The second pattern covers both directions of the agent boundary. Pre-loading is paying context-assembly cost once at the orchestrator and embedding the result in each spawned sub-agent, instead of having every sub-agent rediscover or reread the same material. The cost of leaving that distribution unmanaged runs in three directions, each compounding with the number of agents involved.

Picture a coordinator that launches four parallel reviewers, each reviewing the same batch of source documents from a different angle. The naive setup gives each reviewer the file paths and lets it open the files itself. Four agents each independently read the same documents. The reads are redundant. They’re also not free: each one pays the file-open cost, the parse cost, the model’s attention cost, and (less obviously) the cost of the four agents’ contexts each holding their own slightly different version of the material at the moment they each happened to open it. Models don’t deterministically pick the same six files when asked, so the slight differences seed slight inconsistencies in what each sub-agent treats as ground truth. The pipeline does N times the orientation work and gets N slightly-different orientations for it.

Pre-loading inverts the pattern. The orchestrator pays the orientation cost once: it reads the files, runs the searches, fetches the doc, and composes a brief that captures what every sub-agent will need. Then it spawns the sub-agents and embeds the brief in each task spec. The sub-agents don’t orient. They start with the orientation already done, in identical form across all of them, and spend their context budget on the slice of work that is uniquely theirs. The savings aren’t just inference cost, though those matter. The deeper savings are in consistency: every sub-agent operates from the same composed context, so the work they return composes back into a coherent picture rather than N pictures with subtly different foundations.

The shape that has worked best is a small, dense brief: the names of the systems involved, the version of any external dependency in scope, the conventions the work must respect, the current state of any in-flight decisions the sub-agents need to honor. Three or four short paragraphs. Sometimes a precedence list. Almost never a transcript of how the orchestrator arrived at the brief. The brief is the cleaned-up output of the orchestrator’s orientation, not its scratchpad.

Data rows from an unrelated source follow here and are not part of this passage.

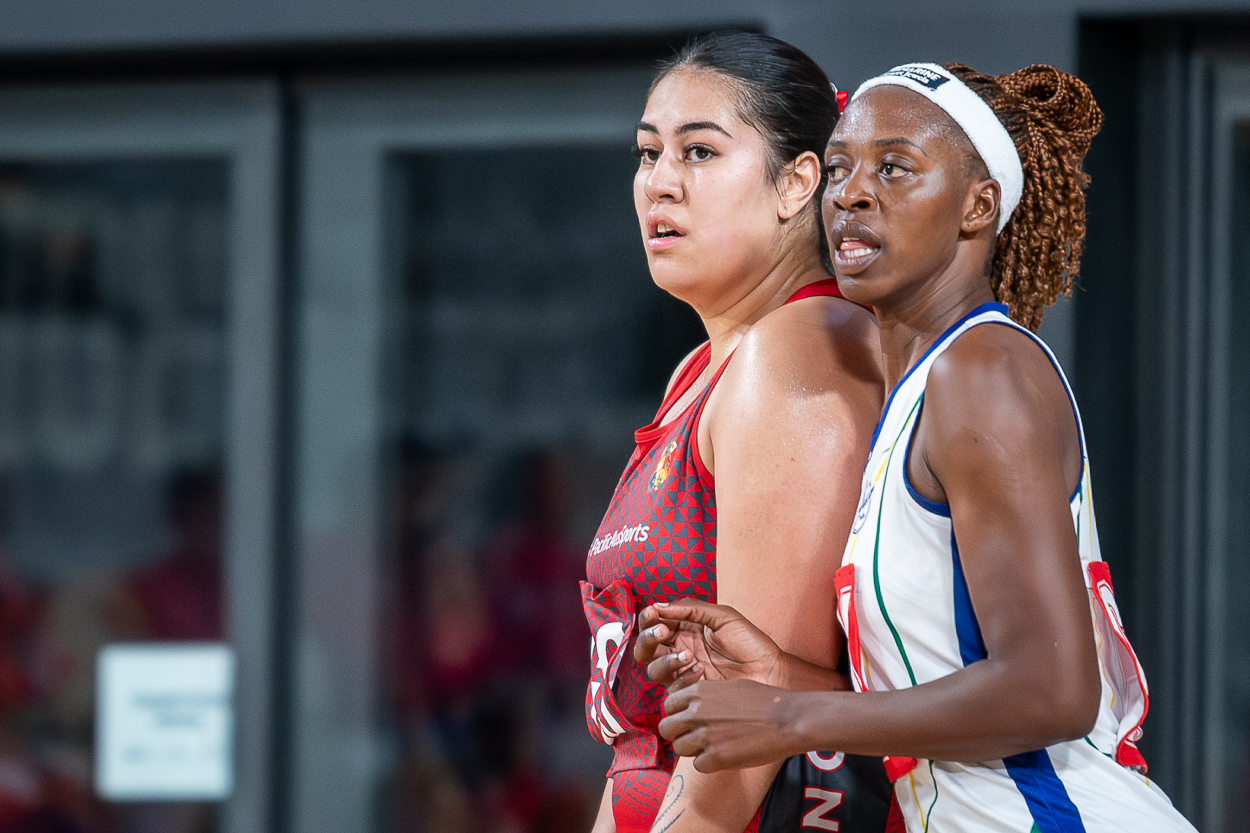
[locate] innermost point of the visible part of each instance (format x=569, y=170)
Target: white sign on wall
x=164, y=722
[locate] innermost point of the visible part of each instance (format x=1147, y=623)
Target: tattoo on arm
x=676, y=786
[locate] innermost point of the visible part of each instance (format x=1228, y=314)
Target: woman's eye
x=646, y=155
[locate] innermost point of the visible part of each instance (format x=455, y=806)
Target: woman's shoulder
x=824, y=335
x=996, y=375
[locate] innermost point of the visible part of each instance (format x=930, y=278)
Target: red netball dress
x=658, y=543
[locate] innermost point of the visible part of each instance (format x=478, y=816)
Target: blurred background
x=324, y=329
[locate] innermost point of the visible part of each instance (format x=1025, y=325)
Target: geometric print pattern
x=659, y=534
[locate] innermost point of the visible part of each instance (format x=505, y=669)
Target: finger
x=691, y=743
x=678, y=702
x=653, y=642
x=648, y=617
x=666, y=669
x=700, y=613
x=686, y=678
x=708, y=761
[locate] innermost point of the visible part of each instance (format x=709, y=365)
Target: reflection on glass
x=111, y=315
x=528, y=299
x=1236, y=563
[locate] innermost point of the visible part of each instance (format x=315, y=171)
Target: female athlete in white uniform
x=984, y=637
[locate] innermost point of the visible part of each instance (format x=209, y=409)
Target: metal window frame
x=240, y=120
x=348, y=327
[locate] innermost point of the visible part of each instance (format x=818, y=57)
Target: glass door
x=136, y=422
x=480, y=339
x=1226, y=644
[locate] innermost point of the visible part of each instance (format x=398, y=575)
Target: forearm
x=983, y=712
x=795, y=674
x=721, y=802
x=604, y=821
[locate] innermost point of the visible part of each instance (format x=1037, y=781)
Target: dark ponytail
x=781, y=93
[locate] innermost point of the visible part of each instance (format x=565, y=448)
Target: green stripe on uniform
x=876, y=545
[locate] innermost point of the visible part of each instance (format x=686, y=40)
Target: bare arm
x=786, y=434
x=604, y=821
x=998, y=443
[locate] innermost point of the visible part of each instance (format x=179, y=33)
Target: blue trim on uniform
x=1046, y=797
x=971, y=647
x=983, y=308
x=925, y=503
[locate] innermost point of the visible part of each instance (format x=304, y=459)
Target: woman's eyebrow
x=686, y=128
x=898, y=140
x=701, y=125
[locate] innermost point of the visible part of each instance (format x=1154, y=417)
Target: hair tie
x=974, y=116
x=841, y=98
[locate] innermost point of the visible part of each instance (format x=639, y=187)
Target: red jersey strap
x=688, y=375
x=826, y=288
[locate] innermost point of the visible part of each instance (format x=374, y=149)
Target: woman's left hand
x=729, y=724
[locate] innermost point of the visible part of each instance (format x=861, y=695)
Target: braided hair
x=1051, y=118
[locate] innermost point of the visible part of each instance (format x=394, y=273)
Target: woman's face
x=706, y=205
x=900, y=183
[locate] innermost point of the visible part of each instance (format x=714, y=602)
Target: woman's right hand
x=688, y=641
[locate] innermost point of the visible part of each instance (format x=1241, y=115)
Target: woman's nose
x=665, y=180
x=853, y=195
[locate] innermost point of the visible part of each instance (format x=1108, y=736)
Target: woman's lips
x=854, y=254
x=663, y=235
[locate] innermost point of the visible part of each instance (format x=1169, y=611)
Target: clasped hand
x=714, y=663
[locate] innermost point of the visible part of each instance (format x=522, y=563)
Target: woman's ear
x=981, y=206
x=796, y=184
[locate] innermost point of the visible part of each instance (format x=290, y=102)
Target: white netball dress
x=906, y=612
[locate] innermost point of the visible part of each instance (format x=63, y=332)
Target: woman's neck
x=726, y=328
x=908, y=332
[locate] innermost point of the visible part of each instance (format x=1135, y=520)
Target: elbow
x=1070, y=707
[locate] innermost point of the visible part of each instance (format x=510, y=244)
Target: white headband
x=970, y=113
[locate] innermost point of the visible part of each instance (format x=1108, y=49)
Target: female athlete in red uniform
x=743, y=488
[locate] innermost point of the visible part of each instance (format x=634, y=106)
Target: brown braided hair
x=1051, y=116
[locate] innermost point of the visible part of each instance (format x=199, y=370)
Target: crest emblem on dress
x=861, y=513
x=664, y=467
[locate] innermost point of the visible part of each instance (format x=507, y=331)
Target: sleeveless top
x=658, y=543
x=904, y=604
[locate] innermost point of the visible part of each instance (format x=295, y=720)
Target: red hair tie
x=841, y=98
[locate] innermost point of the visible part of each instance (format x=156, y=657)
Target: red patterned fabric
x=658, y=543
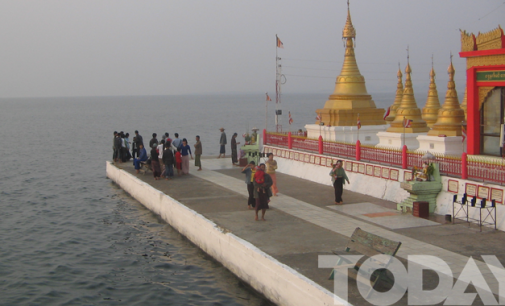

The wrinkle is the threshold. Pre-loading is correct only when the cost of duplicating the material into every spawn prompt is less than the cost of the agents reading independently. Past a certain size of source material, the duplication cost takes over: four agents each receiving a hundred kilobytes of pre-loaded content in their spawn prompt is more total context than four agents reading the same material themselves and discarding it after the relevant extract. The shape of the rule is a threshold: pre-load when total source content fits under some upper bound, let agents read independently when it doesn’t. The exact threshold is a calibration. The structure of the decision is the durable thing: a measurable property of the material drives an explicit, revisable choice about whether to pre-load.

There’s an inverted version of the same pattern that is worth naming because it shows up under the same conditions and is easy to confuse. Sometimes the orchestrator’s working surface is what needs to stay clean, not the sub-agents’. In that case, the right move is the opposite of pre-loading: the orchestrator assembles nothing, hands the sub-agent a pointer to where the material lives, and the sub-agent does the entire context assembly inside its own session. The orchestrator’s context never sees the source, never sees the assembly, and never sees the intermediate steps. Only the final output returns. This is the right move when the material is large or unique to one task: the orchestrator pays zero context cost, the sub-agent’s context fills with the material it needs, and the assembly debris is discarded with the sub-agent’s session at the end. When N agents need the same material, embed it once at the orchestrator and distribute. When one agent needs material the orchestrator doesn’t, don’t assemble it at the orchestrator at all. Let the sub-agent do its own loading.

When context distribution is left unmanaged on the return side, three costs appear. The first is waste: every agent independently holding the same material pays its own context budget for it, and the orchestrator pays again. The waste is real but bounded. The second is drift: the same material, read at different moments by different agents, can come back as different things. Multi-agent pipelines without controlled context distribution accumulate drift the way long sessions accumulate pollution: the same material exists in N places, and N places means N versions over time. The drift is silent and unbounded. The third is decisional drag: the orchestrator has the correct answer somewhere in its working set but loses it to material that is more salient because it appeared more recently, was repeated across multiple sub-agent reports, or was the dominant pattern in the most recent batch of returns. The pollution-family lens applies at the orchestration scale: the orchestrator’s working surface accumulates noise faster than signal, and decisions made from the polluted surface degrade the same way they would in a single long session, just with the additional vector that each sub-agent is contributing to the noise rate. Decisional drag is the cost that survives even a tight boundary contract. Even when each sub-agent returns a small disciplined result, N small disciplined results can still tip the orchestrator’s working surface against the answer that was already there.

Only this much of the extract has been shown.